У Зэди Смит в романе “Белые зубы” (2000) мы встречаем Самада, немолодого бангладешца, работающего официантом в индийском ресторане. Он терпит грубое обращение начальства, работает до трех часов ночи и обслуживает хамоватых посетителей, которые оставляют ему на чай жалкие пятнадцать пенсов. Самад мечтает вернуть себе человеческое достоинство, привлечь внимание к своим душевным качествам, не видимым для посетителей, которые, делая заказ, почти не замечают официанта. Он воображает, как вешает на шею белую табличку, на которой крупными буквами написано:
Я НЕ ОФИЦИАНТ, Я УЧИЛСЯ, ЗАНИМАЛСЯ НАУКОЙ, ВОЕВАЛ. МОЮ ЖЕНУ ЗОВУТ АЛСАНА, МЫ ЖИВЕМ НА ВОСТОКЕ ЛОНДОНА, НО ХОТЕЛИ БЫ ПЕРЕЕХАТЬ НА СЕВЕР. Я МУСУЛЬМАНИН, НО АЛЛАХ МЕНЯ ОСТАВИЛ, А МОЖЕТ, Я ОСТАВИЛ АЛЛАХА, ТОЧНО НЕ ЗНАЮ. У МЕНЯ ЕСТЬ ДРУЗЬЯ — АРЧИ И ДРУГИЕ. МНЕ СОРОК ДЕВЯТЬ, НО ЖЕНЩИНЫ ПО-ПРЕЖНЕМУ НА МЕНЯ ОГЛЯДЫВАЮТСЯ, ПО КРАЙНЕЙ МЕРЕ, НЕКОТОРЫЕ.

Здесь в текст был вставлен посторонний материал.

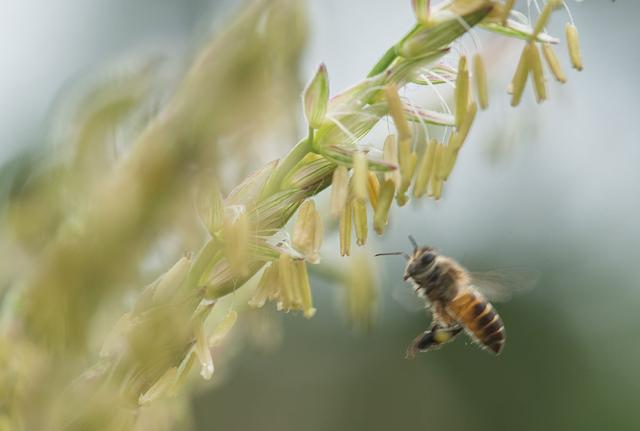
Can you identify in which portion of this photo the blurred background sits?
[0,0,640,430]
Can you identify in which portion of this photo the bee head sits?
[403,246,437,281]
[376,235,436,281]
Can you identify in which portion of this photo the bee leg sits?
[406,323,462,359]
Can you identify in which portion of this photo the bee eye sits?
[420,253,435,265]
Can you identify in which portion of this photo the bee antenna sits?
[374,251,411,260]
[409,235,418,252]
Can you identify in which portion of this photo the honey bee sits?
[376,236,535,358]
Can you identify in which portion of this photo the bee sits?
[376,236,534,358]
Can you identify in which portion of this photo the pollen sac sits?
[413,139,438,198]
[195,322,214,380]
[344,253,378,331]
[293,260,316,319]
[427,144,445,200]
[292,199,323,263]
[331,166,349,217]
[352,151,369,202]
[383,135,400,186]
[223,206,251,277]
[455,55,469,128]
[511,44,530,107]
[339,199,353,256]
[367,172,380,211]
[373,180,396,235]
[303,64,329,129]
[542,43,567,84]
[564,23,584,70]
[453,102,478,150]
[353,199,369,246]
[277,254,300,312]
[396,152,418,206]
[528,42,547,103]
[385,85,417,206]
[473,54,489,110]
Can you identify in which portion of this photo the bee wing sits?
[391,286,428,313]
[470,268,540,302]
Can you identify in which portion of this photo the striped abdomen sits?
[448,288,506,353]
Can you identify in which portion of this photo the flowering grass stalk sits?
[0,0,582,429]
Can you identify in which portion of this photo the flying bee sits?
[376,236,535,358]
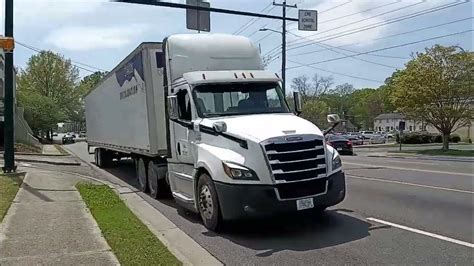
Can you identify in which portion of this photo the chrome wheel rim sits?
[138,159,146,188]
[199,185,214,220]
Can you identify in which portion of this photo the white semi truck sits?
[85,34,345,230]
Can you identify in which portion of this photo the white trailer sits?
[85,34,345,230]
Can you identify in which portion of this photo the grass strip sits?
[54,144,69,155]
[76,183,181,265]
[0,173,24,222]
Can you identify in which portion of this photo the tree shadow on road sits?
[204,210,387,257]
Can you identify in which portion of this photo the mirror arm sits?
[323,121,341,136]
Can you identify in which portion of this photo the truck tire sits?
[148,161,171,199]
[135,158,148,192]
[94,148,112,168]
[197,173,222,232]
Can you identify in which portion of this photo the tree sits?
[291,74,333,102]
[301,99,328,128]
[331,83,355,114]
[71,71,107,123]
[17,51,79,136]
[387,45,474,150]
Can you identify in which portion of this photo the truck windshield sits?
[193,83,289,117]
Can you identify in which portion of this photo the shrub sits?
[449,135,461,143]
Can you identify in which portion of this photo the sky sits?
[0,0,473,88]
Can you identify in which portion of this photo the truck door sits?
[169,85,194,201]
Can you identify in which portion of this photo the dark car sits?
[62,134,75,144]
[326,135,354,155]
[344,135,364,145]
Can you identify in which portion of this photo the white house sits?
[374,113,474,140]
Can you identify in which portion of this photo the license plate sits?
[296,198,314,211]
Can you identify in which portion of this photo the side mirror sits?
[293,91,303,115]
[327,114,341,124]
[168,95,179,119]
[212,122,227,133]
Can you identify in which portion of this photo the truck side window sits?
[177,90,191,121]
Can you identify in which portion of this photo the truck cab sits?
[164,34,345,230]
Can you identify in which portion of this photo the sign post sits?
[186,0,211,32]
[298,9,318,31]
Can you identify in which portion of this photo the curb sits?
[65,145,223,266]
[0,152,71,157]
[367,155,474,163]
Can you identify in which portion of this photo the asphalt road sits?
[61,143,474,265]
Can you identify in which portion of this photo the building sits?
[374,113,427,132]
[374,113,474,140]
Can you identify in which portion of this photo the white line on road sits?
[367,217,474,248]
[346,174,474,194]
[343,162,474,177]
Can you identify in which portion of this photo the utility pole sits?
[3,0,16,173]
[273,0,296,97]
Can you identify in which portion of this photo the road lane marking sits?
[343,162,474,177]
[346,174,474,194]
[367,217,474,248]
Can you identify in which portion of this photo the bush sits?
[449,135,461,143]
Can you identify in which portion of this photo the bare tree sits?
[313,74,334,98]
[291,75,312,102]
[291,74,333,102]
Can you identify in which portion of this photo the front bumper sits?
[215,171,346,220]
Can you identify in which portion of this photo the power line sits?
[232,3,274,35]
[290,1,412,46]
[288,32,397,69]
[290,17,474,59]
[15,41,106,73]
[287,30,474,69]
[287,59,384,83]
[288,0,470,50]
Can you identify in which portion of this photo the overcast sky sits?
[0,0,473,88]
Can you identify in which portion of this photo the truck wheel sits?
[135,158,148,192]
[197,174,222,231]
[148,161,171,199]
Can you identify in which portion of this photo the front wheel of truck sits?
[197,174,222,231]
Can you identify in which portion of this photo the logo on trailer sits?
[115,52,144,87]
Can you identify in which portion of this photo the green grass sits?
[54,144,69,155]
[393,149,474,157]
[76,183,181,265]
[0,174,24,222]
[15,142,41,153]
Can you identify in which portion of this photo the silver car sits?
[370,135,387,144]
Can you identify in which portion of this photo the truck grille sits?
[262,135,326,182]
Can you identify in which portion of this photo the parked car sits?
[359,131,374,139]
[344,135,364,145]
[370,134,387,144]
[62,133,75,144]
[326,135,354,155]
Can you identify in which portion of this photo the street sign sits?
[298,10,318,31]
[398,121,405,131]
[186,0,211,31]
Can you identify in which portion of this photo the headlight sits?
[222,162,258,180]
[332,153,342,171]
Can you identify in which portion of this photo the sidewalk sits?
[0,170,118,265]
[42,144,61,155]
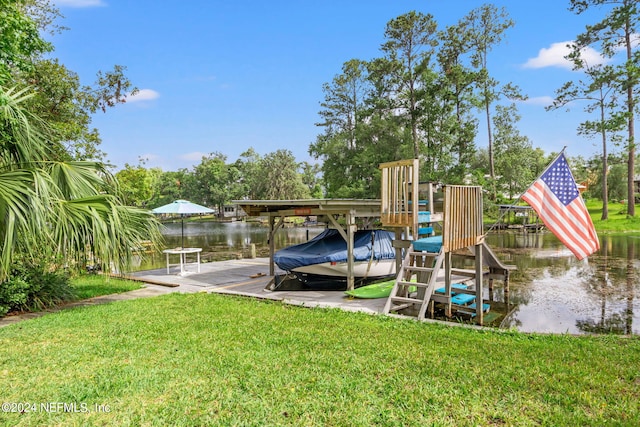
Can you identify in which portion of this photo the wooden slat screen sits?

Самад так и не изготовил себе такого плакатика, но получил кое-что получше: писательницу, которая дала ему голос. Весь ее роман, в котором действует Самад, — что-то вроде исполинского плаката, и читателям впредь будет чуточку труднее заказывать курицу карри небрежно-безразличным тоном. Роман Зеди Смит учит нас жалости; быть может, вся история литературы, по сути своей, одна длинная череда плакатов, взывающих к людям:
Я НЕ ПРОСТО ОФИЦИАНТ, НЕВЕРНЫЙ МУЖ, ВОР, ДЕРЕВЕНЩИНА, РАЗВЕДЕННАЯ ЖЕНЩИНА, СТРАННЫЙ РЕБЕНОК, УБИЙЦА, ЗАКЛЮЧЕННЫЙ, ДВОЕЧНИК ИЛИ РОБКИЙ ЧЕЛОВЕК, НЕ УМЕЮЩИЙ СЕБЯ ПОКАЗАТЬ.
3
Живопись тоже нередко бросает вызов устоявшимся представлениям о том, что в жизни важно.
Жан-Батист Шарден написал свою “Еду для выздоравливающего” в 1746 году. Просто одетая женщина стоит в бедно обставленной комнате и очищает яйцо для больного, которого мы не видим. Заурядный эпизод из жизни обычных людей. Зачем его изображать? Многие критики — современники Шардена — разделяли скепсис этого вопроса, недоумевая, почему одаренный художник пишет ножи и вилки, битые тарелки и хлеб, груши и яблоки, а также скромных тружеников — представителей бедной части среднего класса, — занятых своими немудреными делами в комнате или на кухне.
Совсем не такие сюжеты следовало выбирать живописцам в соответствии с правилами, предписанными Французской академией художеств. Основанная Людовиком XIV в 1648 году, она учредила иерархию жанров. На первое место ставилась историческая живопись: картины на античные и библейские темы, прославляющие доблесть или содержащие моральный урок. Второе место занимали портреты, особенно — царствующих особ. Затем шли пейзажи и лишь в самом конце — то, что уничижительно именовалось жанровыми сценами: зарисовки из жизни простых людей. Художественная иерархия повторяла общественную: король на коне, объезжающий свои владения, был естественно выше бедно одетой женщины, очищающей яйцо.
Однако картины Шардена опрокидывают систему взглядов, согласно которой домашние хлопоты или вспыхнувшая в лучах вечернего солнца старая глиняная посуда не заслуживают внимания (“Шарден показал, что груша может быть исполнена жизни, как женщина, а кувшин — прекрасен, как драгоценный камень”. Марсель Пруст).